Direktur LSM Samanta, Dwi Sudarsono mengungkapkan, permasalahan yang terjadi di Rempek tidak lepas dari persoalan kemiskinan. Samanta mendorong upaya penyelesaian konflik, memperbaiki sumber daya hutan, dan memperkuat usaha ekonomi untuk menyelesaikan persoalan kemiskinan yang dialami masyarakat. “Kalau hutannya baik, hasilnya juga dapat dimanfaatkan untuk membangun ekonomi berkelanjutan.”

Herman, Program Officer Samanta di NTB menambahkan, konflik lahan antara pemerintah daerah dengan masyarakat merupakan fakta yang banyak terjadi. Semuanya bermuara pada ekonomi atau kemiskinan. “Peluang pengelolaan hutan berbasis masyarakat merupakan solusi penyelesaikan konflik, karena instrumen hukum di tingkat nasional dan daerah sudah ada.”

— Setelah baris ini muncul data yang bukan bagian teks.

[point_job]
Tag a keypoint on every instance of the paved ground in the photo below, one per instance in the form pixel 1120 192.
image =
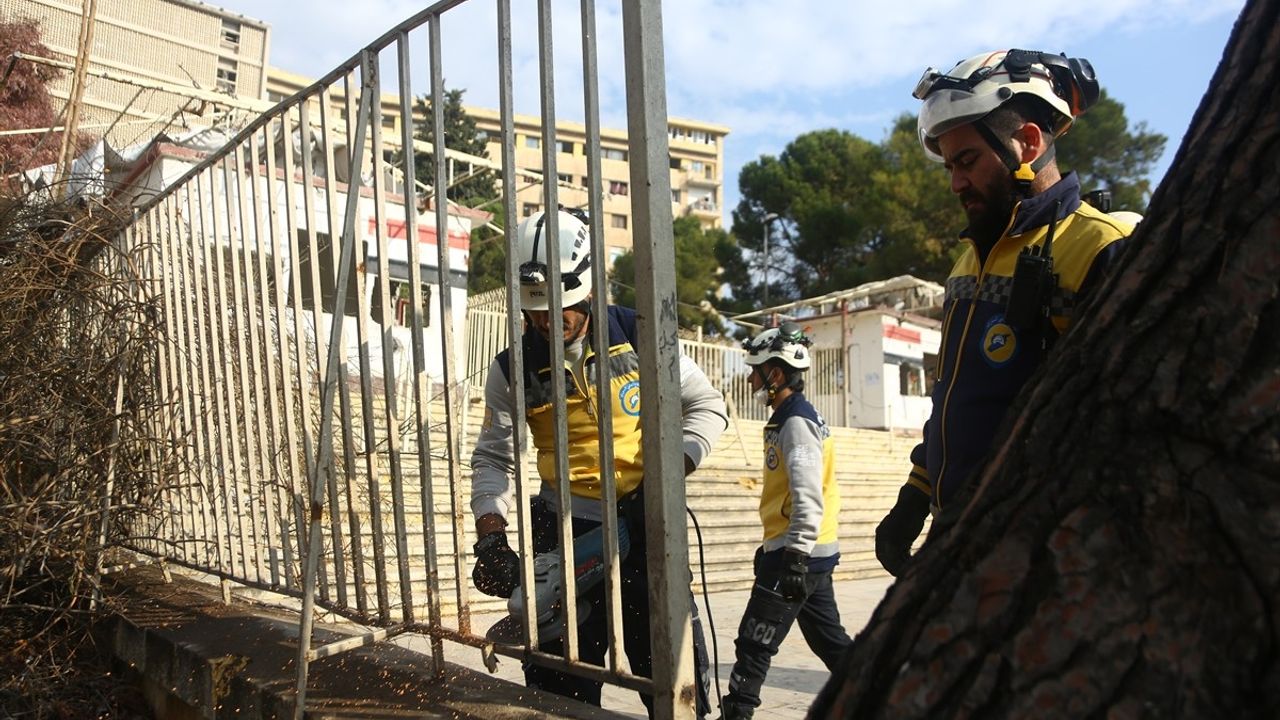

Sekretaris Koperasi Kompak Sejahtera, Maidianto mengatakan, penanaman 100 hektar lahan menjadi awal dimulainya program Kemitraan Kehutanan. Keberadaan Koperasi Kompak Sejahtera yang merupakan perkumpulan masyarakat penggarap lahan, berkembang menjadi wadah resmi untuk melakukan perjanjian dengan KPHL Rinjani Barat. “Sekarang masih sosialisasi dan pemberdayaan. Kedepan, koperasi dapat menerima hasil lahan petani.”

Kasdi Irawan, yang juga anggota Koperasi Kompak Sejahtera, Divisi Budidaya menambahkan, keberadaan koperasi diharapkan dapat mengedukasi masyarakat yang belum tergabung dalam program Kemitraan Kehutanan. Bahkan, koperasi dapat menjadi media untuk meningkatkan kapasitas masyarakat dalam mengolah dan memasarkan hasil hutan yang dimiliki, baik bentuk kayu maupun tanaman buah. “Intinya, bagaimana masyarakat dapat melestarikan kawasan sekaligus menjaga hutan lindung, yang tentunya untuk keuntungan masyarakat sendiri.”

Kepala Desa Rempek, Rinadim mengungkapkan, pemerintah desa segera menyusun Peraturan Desa atau semacam awik-awik, untuk menjaga dan melindungi hutan dari ancama pembabatan hutan dan pencurian kayu. Hal ini dilakukan agar mata pencaharian masyarakat tidak lagi terganggu, sehingga masyarakat dapat menggarap lahan dengan tenang dan memajukan perekonomian keluarga. Dibuatnya peraturan ini juga untuk mendukung perlindungan mata air yang sangat penting bagi kehidupan masyarakat desa.

“Mata air di sini ada 13 titik, untuk air minum atau PAMDES ada 7 titik yang dimanfaatkan sebagai air minum. Kalau kemarau debitnya turun karena kayu yang besar telah dibabat pelaku illegal logging.”

Upaya menjaga hutan harus terus dilakukan oleh pemerintah dan masyarakat, karena tindakan pencurian kayu atau penebangan pohon secara ilegal masih terjadi. Masyarakat yang sadar, akan melakukan apa saja guna menjaga lingkungan yang menjadi sumber kehidupannya.

“Kami telah membuat sabuk pengaman antara hutan lindung dan hutan produksi. Kami tarik garis ke bawah 200 meter, sebagai daerah pengelolaan khusus. Ini harus dilakukan, tidak ada jaminan hutan lindung tidak akan disentuh kalau tidak dijaga,” pungkas Kasdi.